Riis is now the sporting director of cycling team CSC, which last year parted ways with Giro d'Italia winner Ivan Basso when he was implicated in a Spanish police probe into blood doping by a group of doctors in Madrid.

Germans Erik Zabel and Rolf Aldag, who rode for Telekom when team leaders Riis and German Jan Ullrich won the Tour de France in 1996 and 1997, respectively, admitted on Thursday to using EPO in the mid-1990s.

Three other German Telekom riders and two team doctors admitted to doping at the team earlier this week.

German Chancellor Angela Merkel said the wave of confessions by Germans this week have not gone far enough.

"The systematic manipulation reached inconceivable dimensions," she said. "All doping sinners now have the chance to come clean and tell the truth - and end the wall of silence if they want to give their sport a chance for a clean, new start."

No test for EPO existed until 2000. Ullrich retired from racing last month and has previously denied using illegal substances.

"I have no proof that Jan doped," Riis said. "When I used doping, I did it on my own and never together with Jan Ullrich.

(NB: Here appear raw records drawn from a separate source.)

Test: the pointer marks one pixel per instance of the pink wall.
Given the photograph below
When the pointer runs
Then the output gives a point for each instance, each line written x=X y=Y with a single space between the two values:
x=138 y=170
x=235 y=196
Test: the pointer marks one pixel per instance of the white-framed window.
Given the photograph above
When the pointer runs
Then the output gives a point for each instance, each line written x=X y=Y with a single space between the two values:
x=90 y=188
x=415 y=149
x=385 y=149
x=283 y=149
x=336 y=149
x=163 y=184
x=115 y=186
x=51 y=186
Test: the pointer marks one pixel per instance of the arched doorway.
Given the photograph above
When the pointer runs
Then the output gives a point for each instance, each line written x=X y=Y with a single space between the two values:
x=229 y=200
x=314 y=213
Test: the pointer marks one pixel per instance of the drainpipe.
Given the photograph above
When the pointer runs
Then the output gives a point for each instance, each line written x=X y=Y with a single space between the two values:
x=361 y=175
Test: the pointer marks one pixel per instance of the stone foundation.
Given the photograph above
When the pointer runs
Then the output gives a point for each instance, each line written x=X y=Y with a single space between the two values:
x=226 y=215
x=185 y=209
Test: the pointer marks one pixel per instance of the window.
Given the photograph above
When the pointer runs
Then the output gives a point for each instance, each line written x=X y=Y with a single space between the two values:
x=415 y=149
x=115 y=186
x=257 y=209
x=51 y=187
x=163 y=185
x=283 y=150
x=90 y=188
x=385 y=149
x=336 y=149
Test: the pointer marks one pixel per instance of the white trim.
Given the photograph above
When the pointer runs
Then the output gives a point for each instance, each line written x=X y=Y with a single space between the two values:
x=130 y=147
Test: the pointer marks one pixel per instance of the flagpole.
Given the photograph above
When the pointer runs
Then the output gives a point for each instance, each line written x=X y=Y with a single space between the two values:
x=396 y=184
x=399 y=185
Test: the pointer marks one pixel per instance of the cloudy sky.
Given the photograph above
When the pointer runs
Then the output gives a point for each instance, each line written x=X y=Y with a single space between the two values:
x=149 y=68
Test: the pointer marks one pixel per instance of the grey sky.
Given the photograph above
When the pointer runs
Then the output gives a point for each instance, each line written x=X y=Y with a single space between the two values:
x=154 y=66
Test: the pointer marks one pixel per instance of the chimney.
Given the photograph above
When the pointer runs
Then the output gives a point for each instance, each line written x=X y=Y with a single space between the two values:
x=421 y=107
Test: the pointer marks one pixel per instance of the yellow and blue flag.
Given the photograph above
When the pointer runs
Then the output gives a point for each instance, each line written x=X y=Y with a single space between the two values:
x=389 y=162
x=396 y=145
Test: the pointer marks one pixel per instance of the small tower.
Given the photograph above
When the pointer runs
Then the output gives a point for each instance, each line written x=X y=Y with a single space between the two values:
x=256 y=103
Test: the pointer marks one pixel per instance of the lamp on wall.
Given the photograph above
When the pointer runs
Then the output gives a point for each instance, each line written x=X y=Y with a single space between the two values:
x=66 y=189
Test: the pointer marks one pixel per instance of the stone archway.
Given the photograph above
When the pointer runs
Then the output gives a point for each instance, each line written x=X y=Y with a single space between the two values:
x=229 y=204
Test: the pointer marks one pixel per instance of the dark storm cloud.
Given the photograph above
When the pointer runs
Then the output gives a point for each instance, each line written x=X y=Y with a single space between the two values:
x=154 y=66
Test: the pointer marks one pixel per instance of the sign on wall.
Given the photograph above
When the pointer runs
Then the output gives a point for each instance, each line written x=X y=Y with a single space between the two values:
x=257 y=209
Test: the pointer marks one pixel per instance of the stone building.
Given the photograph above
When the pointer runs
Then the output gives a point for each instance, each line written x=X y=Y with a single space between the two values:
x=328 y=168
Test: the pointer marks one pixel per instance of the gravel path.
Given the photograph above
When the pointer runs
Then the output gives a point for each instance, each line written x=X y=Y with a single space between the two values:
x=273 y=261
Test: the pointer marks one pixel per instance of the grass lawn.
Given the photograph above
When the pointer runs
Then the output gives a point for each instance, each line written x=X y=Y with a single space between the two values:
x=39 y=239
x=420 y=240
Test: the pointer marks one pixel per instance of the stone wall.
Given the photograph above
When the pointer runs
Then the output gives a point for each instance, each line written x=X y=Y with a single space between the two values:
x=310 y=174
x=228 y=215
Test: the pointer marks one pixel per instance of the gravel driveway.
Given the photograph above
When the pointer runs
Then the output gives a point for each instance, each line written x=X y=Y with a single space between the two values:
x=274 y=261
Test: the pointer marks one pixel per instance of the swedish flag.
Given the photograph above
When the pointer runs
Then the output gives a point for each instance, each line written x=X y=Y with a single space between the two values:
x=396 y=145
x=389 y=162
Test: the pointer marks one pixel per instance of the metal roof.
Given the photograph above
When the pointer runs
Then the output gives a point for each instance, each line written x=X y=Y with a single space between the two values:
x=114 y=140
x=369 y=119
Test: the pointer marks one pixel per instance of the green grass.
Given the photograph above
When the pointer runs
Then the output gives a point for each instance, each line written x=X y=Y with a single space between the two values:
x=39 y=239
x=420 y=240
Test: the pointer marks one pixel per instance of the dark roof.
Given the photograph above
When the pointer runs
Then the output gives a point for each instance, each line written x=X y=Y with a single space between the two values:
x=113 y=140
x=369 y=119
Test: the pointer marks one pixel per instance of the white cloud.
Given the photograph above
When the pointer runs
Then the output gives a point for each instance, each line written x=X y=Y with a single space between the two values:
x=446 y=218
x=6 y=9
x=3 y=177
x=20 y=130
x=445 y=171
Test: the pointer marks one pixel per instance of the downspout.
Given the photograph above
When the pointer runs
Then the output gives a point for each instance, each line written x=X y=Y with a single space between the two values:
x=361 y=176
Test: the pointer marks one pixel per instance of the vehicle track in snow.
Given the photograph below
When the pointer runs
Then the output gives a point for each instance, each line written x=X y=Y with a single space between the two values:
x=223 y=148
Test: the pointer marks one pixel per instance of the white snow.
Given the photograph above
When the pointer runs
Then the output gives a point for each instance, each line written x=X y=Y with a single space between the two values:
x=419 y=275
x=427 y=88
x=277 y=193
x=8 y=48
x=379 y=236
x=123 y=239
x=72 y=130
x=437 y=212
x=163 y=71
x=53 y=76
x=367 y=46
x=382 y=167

It doesn't matter to me if he used doping or not. Ask him directly yourself. And it's not up to me to say if he doped or not."

Ullrich's manager, Wolfgang Strohband, said on Friday that Ullrich plans to make a statement about his past.

"Jan will make a statement," Strohband told Die Welt newspaper in an article to appear on Saturday. "It's still undecided in which form, whether a news conference or announcement on his website."

Last year's Tour de France winner, Floyd Landis, is battling the US Anti-Doping Agency in court in an attempt to keep his title after his urine tests proved positive for a synthetic form of the male hormone testosterone.

Stone-faced and at times with tears swelling up in his eyes, Riis said he had always regretted using performance-enhancing drugs.

"It's possible that I'm not a hero anymore," he said. "I'm sorry if I've disappointed people. And for those for whom I was a hero, I'm sorry. They'll have to find new heroes now."